Neue Studie berechnet Folgen eines abrupten Versorgungsstops mit russischem Erdgas.
Ein abrupter Versorgungsstop mit russischem Erdgas – sei es durch ein Embargo von EU- oder russischer Seite – würde die Produktion in Deutschland in den ersten 12 Monaten um 114 bis 286 Milliarden Euro einbrechen lassen, heißt es in einem Bericht des Informationsdiensts Wissenschaft über eine neue Studie von Prof. Dr. Tom Krebs von der Universität Mannheim, die das Institut für Makroökonomie und Konjunkturforschung (IMK) der Hans-Böckler-Stiftung gefördert habe.
Das entspräche einem Verlust von rund 3 bis 8 Prozent des Bruttoinlandsprodukts.
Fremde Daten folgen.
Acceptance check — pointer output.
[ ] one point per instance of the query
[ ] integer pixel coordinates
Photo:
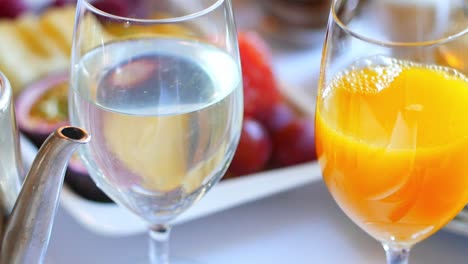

Zusätzlich zu diesen angebotsseitigen Effekten wäre demnach mit einem nachfragebedingten Rückgang des Bruttoinlandsprodukts (BIP) aufgrund höherer Energiepreise zu rechnen. Wenn Verbraucher weniger für andere Güter ausgeben könnten und die Unsicherheit zunehme, dürfte das die Wirtschaftsleistung um weitere 2 bis 4 Prozent reduzieren. Damit wäre durch ein kurzfristiges Erdgas-Embargo ein wirtschaftlicher Einbruch auf dem Niveau des Corona-Jahres 2020 oder der Finanzkrise im Jahr 2009 zu erwarten, habe der Professor für Volkswirtschaftslehre geschrieben. Es „könnte jedoch auch zu einer Wirtschaftskrise führen, wie sie (West)Deutschland seit dem Zweiten Weltkrieg nicht erlebt hat“, hätte Krebs gewarnt.
Die sozialen Folgen einer derart zugespitzten Energie-Krise schätze der Ökonom mit hoher Wahrscheinlichkeit gravierender ein als 2009 oder 2020. Denn die deutsche Wirtschaft stehe nach zwei Jahren Corona-Ausnahmezustand durch globale Lieferkettenprobleme unter Druck. Hinzu komme der mit dem Klimawandel begründete Transformationsdruck. Die Handlungsmöglichkeiten der Wirtschafts- und Geldpolitik wären dagegen angesichts der Ausgaben zur Abfederung der Corona-Krise und angesichts der hohen Inflation sehr eingeschränkt. Die Preisschocks bei Energie und Nahrungsmitteln würden zudem „überwiegend die unteren und mittleren Einkommen“ treffen, „so dass soziale Spannungen verschärft werden.“
Ein abruptes Ende von russischen Erdgaslieferungen halte der Mannheimer Ökonom nach seinen Berechnungen für volkswirtschaftlich hoch riskant. Sich in einem überschaubaren Zeitraum bis 2025 aus der Abhängigkeit von russischen Erdgasimporte zu befreien wäre dagegen weitaus leichter. „Wenn es um Erdgas geht, besteht ein erheblicher Unterschied zwischen einem Anpassungszeitraum von maximal einem Jahr und einem dreijährigen Anpassungszeitraum“, wird Krebs vom Informationsdienst Wissenschaft zitiert.